Transpiration is an important process within plants that occurs when water vapor leaves the plant through leaf stomata. The exit of water molecules through transpiration is responsible for the plant’s ability to pull water from its growth media up through its roots. Water’s cohesive property is responsible for this, since water molecules like to stick together; as molecules begin to evaporate through the stomata, the remaining molecules inside the plant’s vascular system are pulled upwards. This pull occurs all the way down the plant from the leaf to the root, where the plant can then pull more water up through its roots (see figure below).
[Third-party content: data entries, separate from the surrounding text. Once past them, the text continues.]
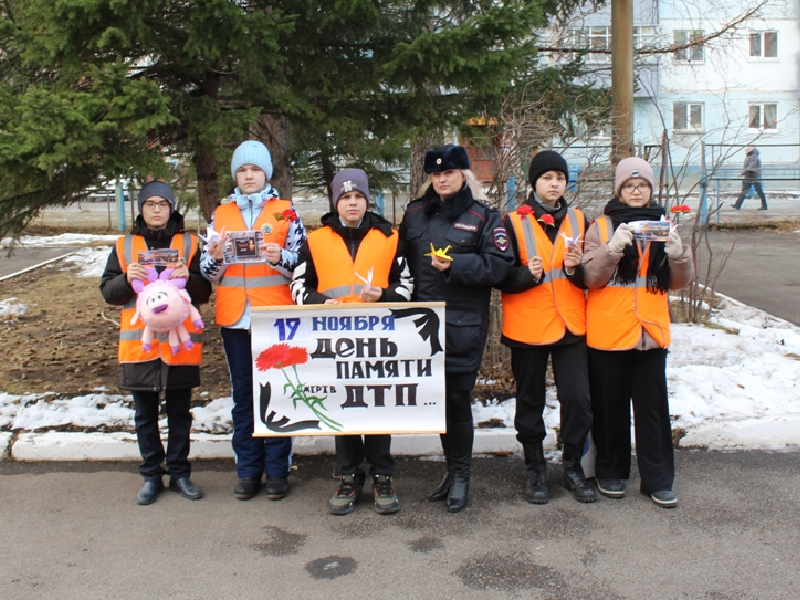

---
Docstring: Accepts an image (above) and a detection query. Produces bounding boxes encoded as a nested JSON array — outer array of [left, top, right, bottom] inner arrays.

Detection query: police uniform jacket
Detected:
[[398, 186, 514, 373]]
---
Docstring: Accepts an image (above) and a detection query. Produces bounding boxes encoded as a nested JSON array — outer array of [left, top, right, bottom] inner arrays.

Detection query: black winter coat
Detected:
[[100, 212, 211, 392], [398, 186, 514, 373]]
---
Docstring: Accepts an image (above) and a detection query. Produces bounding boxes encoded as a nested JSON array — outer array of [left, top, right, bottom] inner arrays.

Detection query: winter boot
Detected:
[[522, 442, 549, 504], [562, 447, 597, 502], [372, 475, 400, 515], [447, 421, 475, 513], [428, 433, 451, 502], [328, 473, 366, 515]]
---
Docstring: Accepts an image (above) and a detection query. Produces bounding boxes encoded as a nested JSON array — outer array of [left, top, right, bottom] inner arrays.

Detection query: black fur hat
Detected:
[[425, 145, 469, 173]]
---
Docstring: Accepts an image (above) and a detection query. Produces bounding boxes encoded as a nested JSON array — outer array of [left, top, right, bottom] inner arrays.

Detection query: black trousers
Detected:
[[335, 435, 394, 475], [511, 340, 592, 453], [734, 179, 767, 208], [589, 348, 675, 494], [133, 389, 192, 480]]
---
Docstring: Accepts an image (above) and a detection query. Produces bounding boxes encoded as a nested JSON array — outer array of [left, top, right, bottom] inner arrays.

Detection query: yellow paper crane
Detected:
[[425, 242, 453, 262]]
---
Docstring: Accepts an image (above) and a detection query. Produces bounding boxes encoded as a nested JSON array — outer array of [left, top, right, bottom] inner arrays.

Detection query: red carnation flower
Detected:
[[539, 215, 556, 225], [517, 204, 533, 221]]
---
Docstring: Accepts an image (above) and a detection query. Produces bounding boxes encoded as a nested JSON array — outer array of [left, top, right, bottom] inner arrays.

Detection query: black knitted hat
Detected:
[[528, 150, 569, 187], [425, 146, 469, 173]]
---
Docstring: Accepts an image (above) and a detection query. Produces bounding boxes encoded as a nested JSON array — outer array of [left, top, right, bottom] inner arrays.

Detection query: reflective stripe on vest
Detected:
[[117, 233, 203, 366], [586, 217, 670, 350], [501, 208, 586, 345], [214, 200, 292, 327], [308, 226, 399, 303]]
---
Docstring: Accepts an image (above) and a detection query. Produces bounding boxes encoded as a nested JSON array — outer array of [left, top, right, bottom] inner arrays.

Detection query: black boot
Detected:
[[447, 421, 475, 513], [522, 442, 549, 504], [428, 433, 451, 502], [562, 447, 597, 502]]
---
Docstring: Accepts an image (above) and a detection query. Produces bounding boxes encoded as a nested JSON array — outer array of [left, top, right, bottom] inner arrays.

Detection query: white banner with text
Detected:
[[251, 302, 445, 436]]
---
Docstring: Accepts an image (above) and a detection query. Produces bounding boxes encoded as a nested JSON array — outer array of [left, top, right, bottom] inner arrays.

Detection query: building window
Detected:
[[672, 102, 703, 131], [569, 27, 611, 64], [750, 31, 778, 58], [747, 104, 778, 129], [672, 31, 703, 63]]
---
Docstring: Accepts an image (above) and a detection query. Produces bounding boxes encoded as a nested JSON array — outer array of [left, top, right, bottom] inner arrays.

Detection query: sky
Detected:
[[0, 234, 800, 451]]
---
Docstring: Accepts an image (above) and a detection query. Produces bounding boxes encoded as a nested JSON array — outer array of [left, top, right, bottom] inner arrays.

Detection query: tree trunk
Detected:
[[192, 71, 220, 223], [320, 148, 336, 212], [255, 114, 294, 200], [408, 136, 432, 200], [192, 150, 219, 223]]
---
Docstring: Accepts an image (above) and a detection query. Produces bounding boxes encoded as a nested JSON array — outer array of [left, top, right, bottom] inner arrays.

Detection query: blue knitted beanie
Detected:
[[231, 140, 272, 181]]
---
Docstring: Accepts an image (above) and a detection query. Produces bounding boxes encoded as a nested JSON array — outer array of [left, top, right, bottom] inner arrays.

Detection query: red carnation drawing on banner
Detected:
[[255, 344, 342, 431], [275, 208, 297, 223]]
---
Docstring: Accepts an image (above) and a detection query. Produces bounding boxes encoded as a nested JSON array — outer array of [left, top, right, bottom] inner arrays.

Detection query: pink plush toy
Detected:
[[131, 267, 203, 356]]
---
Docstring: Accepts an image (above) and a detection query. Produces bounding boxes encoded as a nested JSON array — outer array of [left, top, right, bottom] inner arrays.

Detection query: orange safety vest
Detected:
[[308, 226, 399, 303], [586, 217, 670, 350], [214, 200, 293, 327], [501, 208, 586, 345], [117, 233, 203, 366]]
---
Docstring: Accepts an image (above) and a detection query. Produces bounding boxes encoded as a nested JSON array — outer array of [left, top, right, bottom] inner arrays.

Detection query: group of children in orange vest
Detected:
[[101, 141, 693, 515]]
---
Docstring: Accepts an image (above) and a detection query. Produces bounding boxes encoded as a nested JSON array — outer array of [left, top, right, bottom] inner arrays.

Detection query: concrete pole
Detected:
[[611, 0, 633, 165]]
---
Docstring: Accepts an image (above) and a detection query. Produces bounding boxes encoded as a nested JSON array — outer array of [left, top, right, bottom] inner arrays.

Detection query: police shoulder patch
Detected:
[[453, 223, 478, 233], [492, 227, 508, 252]]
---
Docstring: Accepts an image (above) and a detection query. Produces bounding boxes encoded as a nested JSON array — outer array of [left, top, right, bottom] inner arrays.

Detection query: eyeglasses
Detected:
[[143, 200, 170, 210], [622, 183, 650, 193]]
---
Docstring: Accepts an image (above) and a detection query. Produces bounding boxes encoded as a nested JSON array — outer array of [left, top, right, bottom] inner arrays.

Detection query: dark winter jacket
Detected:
[[742, 148, 761, 179], [497, 192, 589, 348], [100, 212, 211, 392], [400, 186, 514, 373], [291, 211, 413, 304]]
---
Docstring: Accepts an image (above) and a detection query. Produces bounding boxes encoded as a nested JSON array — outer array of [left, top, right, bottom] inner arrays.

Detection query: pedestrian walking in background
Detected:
[[292, 169, 413, 515], [732, 146, 767, 210], [400, 146, 514, 513], [499, 150, 597, 504], [583, 158, 693, 508], [100, 181, 211, 505], [200, 140, 306, 500]]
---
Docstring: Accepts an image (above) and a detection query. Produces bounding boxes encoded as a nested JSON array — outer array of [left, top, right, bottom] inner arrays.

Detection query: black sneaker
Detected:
[[597, 477, 625, 498], [372, 475, 400, 515], [136, 477, 164, 506], [328, 474, 364, 515], [233, 477, 261, 500], [650, 490, 678, 508], [264, 475, 289, 500]]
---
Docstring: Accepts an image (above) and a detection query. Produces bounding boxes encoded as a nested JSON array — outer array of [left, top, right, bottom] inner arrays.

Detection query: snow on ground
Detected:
[[0, 235, 800, 448]]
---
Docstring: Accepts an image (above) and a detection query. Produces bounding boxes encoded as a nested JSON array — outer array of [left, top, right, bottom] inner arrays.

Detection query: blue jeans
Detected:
[[220, 327, 292, 478]]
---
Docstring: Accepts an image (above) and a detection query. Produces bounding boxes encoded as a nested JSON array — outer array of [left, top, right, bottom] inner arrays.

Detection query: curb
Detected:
[[0, 429, 536, 462]]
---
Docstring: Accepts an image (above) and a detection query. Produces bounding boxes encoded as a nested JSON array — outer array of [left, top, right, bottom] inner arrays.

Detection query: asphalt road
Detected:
[[709, 231, 800, 326], [0, 244, 79, 277], [0, 451, 800, 600]]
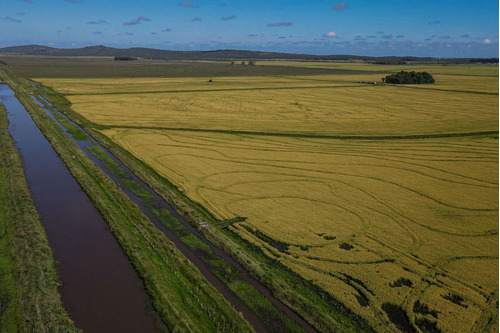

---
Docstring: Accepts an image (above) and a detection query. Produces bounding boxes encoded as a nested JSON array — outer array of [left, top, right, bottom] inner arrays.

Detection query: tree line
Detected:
[[382, 71, 435, 84]]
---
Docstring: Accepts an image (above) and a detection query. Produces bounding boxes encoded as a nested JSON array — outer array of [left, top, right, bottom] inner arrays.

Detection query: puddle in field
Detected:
[[0, 84, 159, 332]]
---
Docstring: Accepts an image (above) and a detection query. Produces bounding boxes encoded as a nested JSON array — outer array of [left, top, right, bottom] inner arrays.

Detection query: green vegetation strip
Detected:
[[0, 68, 252, 332], [87, 145, 303, 332], [54, 97, 374, 332], [103, 125, 499, 140], [0, 98, 78, 332], [38, 68, 374, 332]]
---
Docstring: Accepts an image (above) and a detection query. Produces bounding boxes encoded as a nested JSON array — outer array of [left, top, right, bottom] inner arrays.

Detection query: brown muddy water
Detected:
[[0, 84, 159, 332], [32, 96, 316, 332]]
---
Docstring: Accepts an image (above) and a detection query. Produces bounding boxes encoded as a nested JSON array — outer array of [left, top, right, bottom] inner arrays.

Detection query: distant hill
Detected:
[[0, 45, 498, 64]]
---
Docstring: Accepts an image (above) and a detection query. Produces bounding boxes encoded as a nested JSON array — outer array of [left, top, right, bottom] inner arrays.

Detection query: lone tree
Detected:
[[382, 71, 435, 84]]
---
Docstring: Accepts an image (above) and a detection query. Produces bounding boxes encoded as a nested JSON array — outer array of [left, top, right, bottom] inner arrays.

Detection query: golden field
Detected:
[[39, 63, 499, 332]]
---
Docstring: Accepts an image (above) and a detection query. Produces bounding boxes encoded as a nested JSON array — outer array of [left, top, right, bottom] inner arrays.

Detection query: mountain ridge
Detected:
[[0, 45, 498, 63]]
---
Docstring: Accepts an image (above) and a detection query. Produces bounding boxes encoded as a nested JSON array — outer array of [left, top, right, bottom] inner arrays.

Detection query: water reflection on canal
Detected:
[[0, 84, 158, 332]]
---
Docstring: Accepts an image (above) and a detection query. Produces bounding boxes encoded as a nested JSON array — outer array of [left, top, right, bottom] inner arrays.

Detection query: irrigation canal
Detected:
[[0, 79, 315, 332], [0, 84, 159, 332], [31, 96, 316, 332]]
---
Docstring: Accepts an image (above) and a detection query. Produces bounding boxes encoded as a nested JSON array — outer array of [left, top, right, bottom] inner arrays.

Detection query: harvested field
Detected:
[[39, 63, 499, 332]]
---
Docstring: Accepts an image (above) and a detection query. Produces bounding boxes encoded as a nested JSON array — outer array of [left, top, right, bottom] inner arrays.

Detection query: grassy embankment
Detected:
[[0, 94, 78, 332], [35, 74, 376, 331], [0, 68, 252, 332], [34, 60, 498, 331]]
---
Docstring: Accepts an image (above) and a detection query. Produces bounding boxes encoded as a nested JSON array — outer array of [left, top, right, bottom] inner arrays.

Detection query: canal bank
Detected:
[[0, 84, 158, 332]]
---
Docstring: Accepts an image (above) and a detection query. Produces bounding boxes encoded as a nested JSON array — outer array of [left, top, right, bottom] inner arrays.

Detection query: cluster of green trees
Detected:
[[115, 57, 137, 61], [382, 71, 435, 84]]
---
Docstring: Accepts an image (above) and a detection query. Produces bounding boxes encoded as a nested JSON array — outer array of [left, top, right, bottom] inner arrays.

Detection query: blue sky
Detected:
[[0, 0, 499, 57]]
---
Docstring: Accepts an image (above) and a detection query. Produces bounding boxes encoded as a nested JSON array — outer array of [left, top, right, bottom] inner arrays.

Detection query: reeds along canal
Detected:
[[0, 84, 158, 332], [32, 96, 315, 332]]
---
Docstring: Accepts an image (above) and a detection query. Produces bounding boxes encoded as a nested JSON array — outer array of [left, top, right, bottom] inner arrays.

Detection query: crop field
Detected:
[[37, 62, 499, 332]]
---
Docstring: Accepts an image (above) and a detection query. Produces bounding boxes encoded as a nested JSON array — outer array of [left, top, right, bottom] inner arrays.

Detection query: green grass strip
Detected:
[[0, 95, 78, 333]]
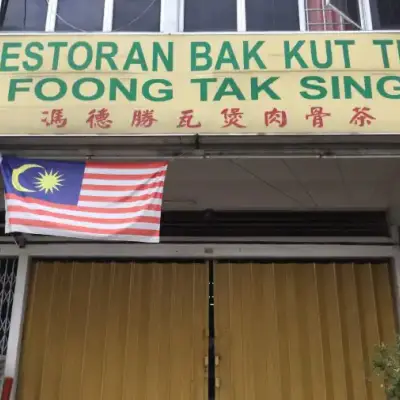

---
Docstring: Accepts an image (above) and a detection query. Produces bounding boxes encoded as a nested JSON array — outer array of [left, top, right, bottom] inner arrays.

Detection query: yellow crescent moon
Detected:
[[11, 164, 44, 192]]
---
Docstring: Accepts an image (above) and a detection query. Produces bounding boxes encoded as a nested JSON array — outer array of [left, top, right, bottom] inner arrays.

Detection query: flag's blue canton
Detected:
[[1, 156, 85, 205]]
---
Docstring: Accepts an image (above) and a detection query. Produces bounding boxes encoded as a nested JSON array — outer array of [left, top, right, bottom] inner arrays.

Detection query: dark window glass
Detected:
[[246, 0, 299, 32], [113, 0, 161, 32], [184, 0, 238, 32], [329, 0, 361, 25], [2, 0, 47, 32], [54, 0, 104, 32], [371, 0, 400, 30]]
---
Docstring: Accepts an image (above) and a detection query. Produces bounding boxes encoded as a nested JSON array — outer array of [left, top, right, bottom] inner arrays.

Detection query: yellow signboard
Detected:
[[0, 33, 400, 135]]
Rendering of transpiration: water is absorbed by the plant through its roots. The water then travels up the plant’s stem, providing turgor to stabilize the plant and keep it upright. Water continues upwards to the leaves where it is used for photosynthesis and respiration. Excess water molecules are shed from the plant as water vapor, which evaporates through stomatal openings on the underside of the leaf.
Rendering of transpiration: water is absorbed by the plant through its roots. The water then travels up the plant’s stem, providing turgor to stabilize the plant and keep it upright. Water continues upwards to the leaves where it is used for photosynthesis and respiration. Excess water molecules are shed from the plant as water vapor, which evaporates through stomatal openings on the underside of the leaf.

Transpiration allows for the constant flow of water required by plants to perform photosynthesis and other growth processes, as well as providing turgor within the stems for the plant to stand upright and not wilt. Transpiration has a cooling effect on the plant in a similar way that sweating has on humans- heat held by water molecules leaves the plant as the molecules evaporate. Plant’s rate of transpiration can be modeled using mathematical equations, and used in data-driven growing as a growth factor.